We also Continuously monitor the backup and recovery processes using AWS CloudWatch and other monitoring tools. Regularly review and optimize the solution to identify areas for improvement and ensure it aligns with evolving business needs.

Proposed solution & architecture

The design architecture above is made and offered to the customer, based on customer needs for SAP on AWS.

  • This project will be conducted in the AWS Jakarta Region as Production Region and AWS Singapore Region as Disaster Recovery Region.
  • In this solution, the customer will have 1 AWS Account in each region (Production Region and DR Region) . This Account will have limited access to the IT internal team.
  • Deployment in this account will use 1 VPC in 2 AWS Availability Zone (AZ) in Jakarta Region for Production, and each AZ will have 2 subnets (public subnet and private subnet).
  • Deployment in this account will use 1 VPC in 2 AWS Availability Zone (AZ) in Singapore Region for Disaster Recovery Site, and each AZ will have 2 subnets (public subnet and private subnet).
  • There will be NAT Gateway in each Availability Zone, so the traffic to/from each instance can have direct internet connection and access.
  • AWS RDS Multi-Region will be used for automatic failover from Production Region to Disaster Recovery Region.
  • AWS Backup will be used as a media backup server. For backup server non database.
  • To make the environment more secure, the access will be limited.
    • AWS IAM user will be created limited (in production account only for main administrator).
    • For IT Internal Team must use bastion from office or branch to access the environment.
    • AWS KMS will be used for data at-rest encryption.
    • AWS GuardDuty will be use for threat detection services that continuously monitors your AWS accounts and workloads for malicious activity and delivers detailed security findings for visibility and remediation.
    • AWS Cloudtrail will be used to monitor governance, compliance and risk in customer AWS account.

This recovery option requires a change in deployment approach. We need to make core infrastructure changes to each Region and deploy workload changes simultaneously to each Region.
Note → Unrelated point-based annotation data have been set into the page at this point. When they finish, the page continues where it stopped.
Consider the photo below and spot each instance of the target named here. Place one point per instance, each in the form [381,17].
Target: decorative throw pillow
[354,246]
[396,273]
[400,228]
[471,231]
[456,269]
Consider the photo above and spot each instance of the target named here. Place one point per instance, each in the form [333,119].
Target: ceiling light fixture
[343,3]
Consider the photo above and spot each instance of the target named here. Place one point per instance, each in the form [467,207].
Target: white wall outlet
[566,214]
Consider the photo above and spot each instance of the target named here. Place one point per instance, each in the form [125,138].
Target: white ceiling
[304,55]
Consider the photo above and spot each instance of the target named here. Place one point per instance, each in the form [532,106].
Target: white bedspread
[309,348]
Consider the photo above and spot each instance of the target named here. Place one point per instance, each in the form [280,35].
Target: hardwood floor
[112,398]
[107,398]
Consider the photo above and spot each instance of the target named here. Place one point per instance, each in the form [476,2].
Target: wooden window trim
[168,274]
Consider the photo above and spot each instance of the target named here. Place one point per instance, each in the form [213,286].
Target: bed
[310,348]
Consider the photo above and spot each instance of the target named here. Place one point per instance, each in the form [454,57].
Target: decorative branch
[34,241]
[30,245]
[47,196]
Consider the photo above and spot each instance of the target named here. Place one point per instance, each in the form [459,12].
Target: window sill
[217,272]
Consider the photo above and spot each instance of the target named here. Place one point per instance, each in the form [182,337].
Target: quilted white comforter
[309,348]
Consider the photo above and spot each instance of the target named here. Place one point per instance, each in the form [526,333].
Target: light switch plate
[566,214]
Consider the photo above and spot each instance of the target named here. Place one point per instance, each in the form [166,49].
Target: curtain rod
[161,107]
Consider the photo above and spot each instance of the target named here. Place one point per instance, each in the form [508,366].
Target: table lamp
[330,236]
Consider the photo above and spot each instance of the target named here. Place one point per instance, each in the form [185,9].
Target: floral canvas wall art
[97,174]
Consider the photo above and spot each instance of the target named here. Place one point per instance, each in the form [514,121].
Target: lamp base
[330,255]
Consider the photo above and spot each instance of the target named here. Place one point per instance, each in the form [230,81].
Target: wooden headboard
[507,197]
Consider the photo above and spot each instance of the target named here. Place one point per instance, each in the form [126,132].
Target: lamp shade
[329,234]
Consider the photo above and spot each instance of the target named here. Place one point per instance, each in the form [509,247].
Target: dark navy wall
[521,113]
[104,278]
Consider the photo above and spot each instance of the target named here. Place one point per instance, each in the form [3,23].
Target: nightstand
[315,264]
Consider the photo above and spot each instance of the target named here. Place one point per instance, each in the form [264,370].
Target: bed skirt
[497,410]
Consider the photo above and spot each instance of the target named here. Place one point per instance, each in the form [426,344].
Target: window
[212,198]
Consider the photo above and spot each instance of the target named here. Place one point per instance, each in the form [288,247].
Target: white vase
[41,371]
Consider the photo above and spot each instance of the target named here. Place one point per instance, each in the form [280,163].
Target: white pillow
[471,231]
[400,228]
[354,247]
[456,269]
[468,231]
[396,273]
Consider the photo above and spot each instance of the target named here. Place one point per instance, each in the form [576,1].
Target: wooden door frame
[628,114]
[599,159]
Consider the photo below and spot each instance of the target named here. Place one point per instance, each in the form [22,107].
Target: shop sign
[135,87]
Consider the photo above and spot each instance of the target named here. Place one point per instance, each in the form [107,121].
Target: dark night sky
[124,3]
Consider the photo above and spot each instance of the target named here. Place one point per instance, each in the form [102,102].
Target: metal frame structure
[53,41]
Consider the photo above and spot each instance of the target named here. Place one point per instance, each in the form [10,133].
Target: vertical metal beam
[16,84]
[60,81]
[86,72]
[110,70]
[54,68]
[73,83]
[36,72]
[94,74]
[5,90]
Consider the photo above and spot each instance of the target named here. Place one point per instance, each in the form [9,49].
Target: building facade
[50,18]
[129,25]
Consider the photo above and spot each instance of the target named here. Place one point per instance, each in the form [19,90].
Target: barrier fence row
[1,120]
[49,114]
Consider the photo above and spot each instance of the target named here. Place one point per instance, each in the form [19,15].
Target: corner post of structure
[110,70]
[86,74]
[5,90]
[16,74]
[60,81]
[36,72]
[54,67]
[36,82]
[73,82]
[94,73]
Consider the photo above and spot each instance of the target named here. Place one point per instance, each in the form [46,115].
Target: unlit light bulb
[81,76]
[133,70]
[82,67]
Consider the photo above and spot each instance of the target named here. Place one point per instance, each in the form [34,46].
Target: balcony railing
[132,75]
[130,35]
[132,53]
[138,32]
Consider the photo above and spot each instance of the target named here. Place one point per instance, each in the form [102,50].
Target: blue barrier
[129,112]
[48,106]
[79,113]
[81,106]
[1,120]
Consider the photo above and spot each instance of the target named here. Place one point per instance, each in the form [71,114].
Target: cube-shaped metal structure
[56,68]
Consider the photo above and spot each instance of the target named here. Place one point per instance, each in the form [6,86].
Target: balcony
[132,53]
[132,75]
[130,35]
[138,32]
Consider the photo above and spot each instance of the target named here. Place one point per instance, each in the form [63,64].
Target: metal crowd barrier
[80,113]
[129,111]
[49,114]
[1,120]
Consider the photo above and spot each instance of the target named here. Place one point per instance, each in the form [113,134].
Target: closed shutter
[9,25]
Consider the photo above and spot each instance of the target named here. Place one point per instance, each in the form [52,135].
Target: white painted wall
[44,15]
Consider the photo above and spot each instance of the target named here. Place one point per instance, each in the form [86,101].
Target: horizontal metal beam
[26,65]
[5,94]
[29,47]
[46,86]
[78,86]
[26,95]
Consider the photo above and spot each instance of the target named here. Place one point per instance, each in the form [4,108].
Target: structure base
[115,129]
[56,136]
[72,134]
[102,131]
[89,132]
This step can be simplified by automating your deployments and using infrastructure as code (IaC) to deploy infrastructure across multiple accounts and Regions (full infrastructure deployment to the primary Region and scaled down/switched-off infrastructure deployment to DR regions).

With this approach, we also mitigate against a data disaster. Continuous data replication protects you against some types of disaster, but it may not protect against data corruption or destruction unless your strategy also includes versioning of stored data or options for point-in-time recovery. We can back up the replicated data in the disaster Region to create point-in-time backups in that same Region.It minimizes downtime and enables faster recovery, while also offering the flexibility to perform thorough testing and validation of your disaster recovery strategies.

Metrics for success

These metrics include:

  • Reduced Recovery Time Objective (RTO): The proposed solution aimed to achieve an RTO of less than 2 hours. This metric signifies the time taken to restore critical systems and data, ensuring operations can resume swiftly after a disaster.
  • Recovery Point Objective (RPO) Compliance: This customer aimed to achieve an RPO of less than 1 hours. This metric represents the amount of data that can be restored to a point close to the time of failure, minimizing potential data loss.
  • Effective Monitoring: Continuous monitoring were key metrics to ensure the backup and recovery processes met the required RTO and RPO objectives. Any potential issues or bottlenecks in the recovery workflow were identified and addressed proactively.

Lesson learned

Adopting the AWS DR Pilot light architecture for SAP applications in a large hospital provides critical lessons learned in prioritizing business continuity, minimizing downtime, enhancing data resilience and protection, mitigating risks, streamlining recovery processes, continuous testing and optimization, and collaborating with cloud service providers. These insights can guide other healthcare organizations in implementing robust disaster recovery strategies for their critical systems and applications.